Five quick and easy 'hacks' to brighten any garden

Whether you're looking for an outlet for your own creative skills or want a fun way to keep your little darlings entertained during the school holidays, you can't beat a good craft project! The result is a garden decorated with totally original works of art that are quick and easy to make and which can work out cheaper than buying ready-made. All you need is some inexpensive art materials (available at hobbycraft.co.uk) and a bit of imagination...

1. Stained glass tealight holders

As much as we love recycling, we love upcycling even more! Save glass jars, give them a thorough wash and allow to fully dry. Paint on your designs using specialist glass paint, allow to dry, then add a citronella tealight. Et voila - unique garden lighting that also keeps biting insects away!

2. DIY plant labels

Two options here: either use pebbles or small pieces of old broken slate roof tiles. Use acrylic paints to add your designs and the names of the plants you want to label. When the paint is dry, you can place the painted pebbles alongside the plants, or in the case of slate pieces 'plant' them into the ground.

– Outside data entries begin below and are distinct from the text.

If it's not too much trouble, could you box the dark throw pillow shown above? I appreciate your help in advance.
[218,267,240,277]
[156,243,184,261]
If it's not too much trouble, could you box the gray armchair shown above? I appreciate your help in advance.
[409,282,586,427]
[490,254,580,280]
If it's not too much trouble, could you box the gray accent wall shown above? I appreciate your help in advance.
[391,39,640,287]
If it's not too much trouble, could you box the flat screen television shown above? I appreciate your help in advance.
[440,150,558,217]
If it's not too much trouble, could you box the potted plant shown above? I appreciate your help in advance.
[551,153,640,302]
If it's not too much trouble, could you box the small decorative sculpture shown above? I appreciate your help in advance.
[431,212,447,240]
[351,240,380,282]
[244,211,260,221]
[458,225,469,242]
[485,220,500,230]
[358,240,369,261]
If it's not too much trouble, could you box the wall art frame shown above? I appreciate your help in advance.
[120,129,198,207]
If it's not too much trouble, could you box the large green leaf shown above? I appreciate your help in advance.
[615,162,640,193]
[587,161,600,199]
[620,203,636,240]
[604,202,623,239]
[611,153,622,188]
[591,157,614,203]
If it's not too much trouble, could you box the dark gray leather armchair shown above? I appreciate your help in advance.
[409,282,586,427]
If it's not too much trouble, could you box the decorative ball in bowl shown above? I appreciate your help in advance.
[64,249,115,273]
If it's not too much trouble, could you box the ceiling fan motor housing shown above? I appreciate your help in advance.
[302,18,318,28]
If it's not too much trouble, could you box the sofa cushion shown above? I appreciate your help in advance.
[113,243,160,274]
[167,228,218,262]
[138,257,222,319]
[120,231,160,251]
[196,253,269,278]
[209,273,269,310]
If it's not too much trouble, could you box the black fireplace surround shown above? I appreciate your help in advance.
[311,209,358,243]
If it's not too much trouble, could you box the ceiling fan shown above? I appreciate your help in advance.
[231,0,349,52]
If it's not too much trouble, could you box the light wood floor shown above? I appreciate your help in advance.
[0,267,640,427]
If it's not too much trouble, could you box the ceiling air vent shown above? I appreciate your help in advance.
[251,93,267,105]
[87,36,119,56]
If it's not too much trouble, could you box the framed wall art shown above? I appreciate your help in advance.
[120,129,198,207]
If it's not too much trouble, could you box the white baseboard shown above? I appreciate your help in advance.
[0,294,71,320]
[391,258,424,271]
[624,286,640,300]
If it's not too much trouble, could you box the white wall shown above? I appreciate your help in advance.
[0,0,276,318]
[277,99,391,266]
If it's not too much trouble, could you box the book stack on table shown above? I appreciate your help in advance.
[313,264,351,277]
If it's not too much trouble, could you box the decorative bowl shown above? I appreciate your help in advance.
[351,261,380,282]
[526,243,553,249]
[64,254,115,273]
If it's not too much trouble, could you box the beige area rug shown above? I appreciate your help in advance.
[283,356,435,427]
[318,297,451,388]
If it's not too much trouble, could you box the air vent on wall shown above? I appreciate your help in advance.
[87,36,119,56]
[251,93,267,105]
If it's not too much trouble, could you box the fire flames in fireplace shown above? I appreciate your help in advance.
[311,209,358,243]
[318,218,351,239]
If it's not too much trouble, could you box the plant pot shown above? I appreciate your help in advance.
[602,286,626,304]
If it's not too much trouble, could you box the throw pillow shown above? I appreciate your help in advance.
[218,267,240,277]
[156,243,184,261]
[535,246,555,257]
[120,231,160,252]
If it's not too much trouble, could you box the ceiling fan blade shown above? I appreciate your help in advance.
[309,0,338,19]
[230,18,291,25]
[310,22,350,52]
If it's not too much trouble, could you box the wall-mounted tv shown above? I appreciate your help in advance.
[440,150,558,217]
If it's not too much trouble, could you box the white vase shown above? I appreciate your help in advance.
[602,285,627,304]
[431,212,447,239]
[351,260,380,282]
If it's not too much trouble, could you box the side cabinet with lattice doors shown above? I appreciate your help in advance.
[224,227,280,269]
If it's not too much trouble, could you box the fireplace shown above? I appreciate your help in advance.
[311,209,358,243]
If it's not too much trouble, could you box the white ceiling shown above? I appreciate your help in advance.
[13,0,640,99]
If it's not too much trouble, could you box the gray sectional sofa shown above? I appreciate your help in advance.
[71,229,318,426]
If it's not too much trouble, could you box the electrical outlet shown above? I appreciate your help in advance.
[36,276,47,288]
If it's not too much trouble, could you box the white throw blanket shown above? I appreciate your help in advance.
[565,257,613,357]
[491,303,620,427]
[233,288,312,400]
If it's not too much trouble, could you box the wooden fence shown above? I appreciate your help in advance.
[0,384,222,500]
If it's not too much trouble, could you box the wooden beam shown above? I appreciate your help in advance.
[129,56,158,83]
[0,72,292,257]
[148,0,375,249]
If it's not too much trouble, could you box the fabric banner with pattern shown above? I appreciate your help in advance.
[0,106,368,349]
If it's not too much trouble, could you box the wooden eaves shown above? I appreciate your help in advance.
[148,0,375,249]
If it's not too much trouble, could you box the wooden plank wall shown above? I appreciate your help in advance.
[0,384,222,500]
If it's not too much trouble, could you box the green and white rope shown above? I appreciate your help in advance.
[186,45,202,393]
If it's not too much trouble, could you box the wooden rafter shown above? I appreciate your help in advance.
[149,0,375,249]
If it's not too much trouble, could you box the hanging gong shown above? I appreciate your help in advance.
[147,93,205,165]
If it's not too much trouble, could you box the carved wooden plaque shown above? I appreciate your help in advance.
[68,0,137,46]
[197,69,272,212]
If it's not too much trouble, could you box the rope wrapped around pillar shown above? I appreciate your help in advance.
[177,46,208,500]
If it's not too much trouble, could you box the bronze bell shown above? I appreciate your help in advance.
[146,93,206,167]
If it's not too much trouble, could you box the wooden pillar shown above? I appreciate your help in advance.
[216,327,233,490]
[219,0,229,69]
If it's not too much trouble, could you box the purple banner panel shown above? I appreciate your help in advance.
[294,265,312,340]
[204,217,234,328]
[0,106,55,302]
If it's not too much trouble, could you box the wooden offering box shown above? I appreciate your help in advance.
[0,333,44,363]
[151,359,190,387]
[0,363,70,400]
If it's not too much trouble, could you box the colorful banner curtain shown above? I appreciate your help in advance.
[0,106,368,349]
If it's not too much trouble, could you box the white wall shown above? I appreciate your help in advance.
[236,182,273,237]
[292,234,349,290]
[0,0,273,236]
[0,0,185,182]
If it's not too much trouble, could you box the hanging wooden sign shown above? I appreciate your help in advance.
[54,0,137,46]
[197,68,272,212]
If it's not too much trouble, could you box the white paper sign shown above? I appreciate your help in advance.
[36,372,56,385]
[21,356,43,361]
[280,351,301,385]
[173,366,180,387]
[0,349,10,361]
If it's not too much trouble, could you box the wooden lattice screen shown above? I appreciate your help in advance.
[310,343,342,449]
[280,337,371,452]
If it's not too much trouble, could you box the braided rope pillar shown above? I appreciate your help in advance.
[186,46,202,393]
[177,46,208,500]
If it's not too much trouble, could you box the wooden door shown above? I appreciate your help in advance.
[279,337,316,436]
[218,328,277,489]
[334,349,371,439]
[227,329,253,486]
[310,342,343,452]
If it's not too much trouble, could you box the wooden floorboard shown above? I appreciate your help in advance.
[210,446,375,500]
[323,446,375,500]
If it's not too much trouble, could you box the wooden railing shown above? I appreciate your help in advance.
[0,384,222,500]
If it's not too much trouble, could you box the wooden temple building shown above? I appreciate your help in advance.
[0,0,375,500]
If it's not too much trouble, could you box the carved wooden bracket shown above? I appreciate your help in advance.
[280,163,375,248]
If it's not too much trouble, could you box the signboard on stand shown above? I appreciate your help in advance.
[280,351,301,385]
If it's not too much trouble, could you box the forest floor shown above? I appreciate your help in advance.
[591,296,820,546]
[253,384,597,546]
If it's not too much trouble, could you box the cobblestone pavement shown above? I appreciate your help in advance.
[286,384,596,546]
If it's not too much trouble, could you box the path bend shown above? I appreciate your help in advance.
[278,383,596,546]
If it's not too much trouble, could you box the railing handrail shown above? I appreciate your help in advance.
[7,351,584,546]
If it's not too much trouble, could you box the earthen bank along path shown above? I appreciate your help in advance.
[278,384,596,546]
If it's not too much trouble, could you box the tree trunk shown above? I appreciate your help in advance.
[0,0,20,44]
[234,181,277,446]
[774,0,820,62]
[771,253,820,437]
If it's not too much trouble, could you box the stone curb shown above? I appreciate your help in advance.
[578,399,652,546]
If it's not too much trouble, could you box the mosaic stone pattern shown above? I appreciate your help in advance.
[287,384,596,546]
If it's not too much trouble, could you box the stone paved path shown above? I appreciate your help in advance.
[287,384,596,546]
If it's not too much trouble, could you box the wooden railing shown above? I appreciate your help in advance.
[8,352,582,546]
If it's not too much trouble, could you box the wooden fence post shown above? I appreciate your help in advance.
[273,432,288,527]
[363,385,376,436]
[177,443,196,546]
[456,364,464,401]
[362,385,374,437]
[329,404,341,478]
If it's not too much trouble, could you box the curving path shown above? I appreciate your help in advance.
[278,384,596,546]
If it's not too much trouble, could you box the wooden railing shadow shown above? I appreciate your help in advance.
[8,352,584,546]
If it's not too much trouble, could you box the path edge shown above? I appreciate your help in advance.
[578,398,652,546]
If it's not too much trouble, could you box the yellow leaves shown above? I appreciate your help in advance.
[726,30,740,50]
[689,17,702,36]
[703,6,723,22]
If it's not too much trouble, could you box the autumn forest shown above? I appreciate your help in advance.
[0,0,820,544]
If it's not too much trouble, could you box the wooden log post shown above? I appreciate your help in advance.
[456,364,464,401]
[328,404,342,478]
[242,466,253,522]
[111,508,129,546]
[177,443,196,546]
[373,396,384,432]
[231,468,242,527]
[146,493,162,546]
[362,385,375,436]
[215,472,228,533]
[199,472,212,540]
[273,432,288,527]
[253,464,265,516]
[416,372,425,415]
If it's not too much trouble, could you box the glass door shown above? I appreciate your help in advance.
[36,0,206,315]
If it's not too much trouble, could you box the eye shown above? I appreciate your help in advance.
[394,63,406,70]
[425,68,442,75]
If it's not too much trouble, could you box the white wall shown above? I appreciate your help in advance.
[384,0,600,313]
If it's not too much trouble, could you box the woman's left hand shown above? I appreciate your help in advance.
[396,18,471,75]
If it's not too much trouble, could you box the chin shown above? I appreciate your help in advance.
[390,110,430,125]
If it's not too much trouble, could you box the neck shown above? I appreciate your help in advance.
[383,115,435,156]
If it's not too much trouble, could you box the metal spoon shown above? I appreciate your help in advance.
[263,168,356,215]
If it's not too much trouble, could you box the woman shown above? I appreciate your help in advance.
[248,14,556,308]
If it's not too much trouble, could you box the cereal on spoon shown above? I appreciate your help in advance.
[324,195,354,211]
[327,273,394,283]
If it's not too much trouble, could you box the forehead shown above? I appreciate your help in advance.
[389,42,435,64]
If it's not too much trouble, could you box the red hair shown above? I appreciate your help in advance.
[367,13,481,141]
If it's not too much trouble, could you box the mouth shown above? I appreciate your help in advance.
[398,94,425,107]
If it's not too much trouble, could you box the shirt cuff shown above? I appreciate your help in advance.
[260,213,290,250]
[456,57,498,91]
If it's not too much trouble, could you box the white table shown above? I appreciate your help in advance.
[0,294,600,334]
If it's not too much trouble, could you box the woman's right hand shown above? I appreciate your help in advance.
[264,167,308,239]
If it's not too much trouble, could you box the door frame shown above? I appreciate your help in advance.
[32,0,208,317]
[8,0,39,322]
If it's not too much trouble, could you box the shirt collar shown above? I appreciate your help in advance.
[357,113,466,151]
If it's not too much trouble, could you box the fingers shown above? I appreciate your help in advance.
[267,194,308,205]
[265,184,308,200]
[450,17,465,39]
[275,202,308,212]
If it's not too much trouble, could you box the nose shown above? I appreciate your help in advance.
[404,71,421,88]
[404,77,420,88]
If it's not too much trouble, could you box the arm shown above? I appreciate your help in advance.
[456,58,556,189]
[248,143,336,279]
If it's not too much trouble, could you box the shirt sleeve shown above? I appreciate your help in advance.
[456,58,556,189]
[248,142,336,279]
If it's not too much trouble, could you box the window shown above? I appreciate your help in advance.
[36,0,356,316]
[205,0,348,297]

3. Totally unique flower pots

Buy new (or recycle old) terracotta plant pots in a variety of sizes. Give the pots a few coats of plain white acrylic paint, allowing each coat to dry thoroughly before adding the next coat. Alternatively, you could use white spray paint, which goes on more evenly. Paint on your designs in coloured acrylic paint. You could finish with a coat of clear aerosol varnish to protect the painted surface from the weather.

4. DIY sun traps

Another great use for old jars! For this project you'll also need some neoprene self-adhesive rubber tape (available at Amazon), glass paint, and solar powered 'spike' lamps (these cost under a pound each from shops like Home Bargains and Poundstretcher). First, paint the design on your jar and allow it to dry. Next, remove the entire solar unit from the top of the lamp (these usually twist off easily so that you can switch the power on and off). Finally, wrap the rubber tape around the solar unit until it fits snugly into the neck of the jar. Leave the sun trap in sunlight for a few hours, and when darkness falls your jar will be full of 'trapped sunlight'.

5. Make a simple water feature

Buy a cheap, plastic waste paper bin or bucket (or upcycle one you were planning to throw away). Dig a hole in your garden large enough to accommodate the bin, and place the bin inside. Fill the bin with water and add a water pump (these can be bought quite inexpensively, though solar powered pumps tend to cost a little more). Run a hose upwards from the pump and start surrounding the edge of the bucket or bin with large flat slabs of stone, slate or driftwood. Build upwards and inwards with further layers of slate or stone, creating a 'pyramid' and allowing space for the pump's hose to fit between the stones at the top and for the water to trickle back through into the bin. Finally, surround the area with potted plants, switch the pump on and allow the sweet sound of running water to thoroughly relax you!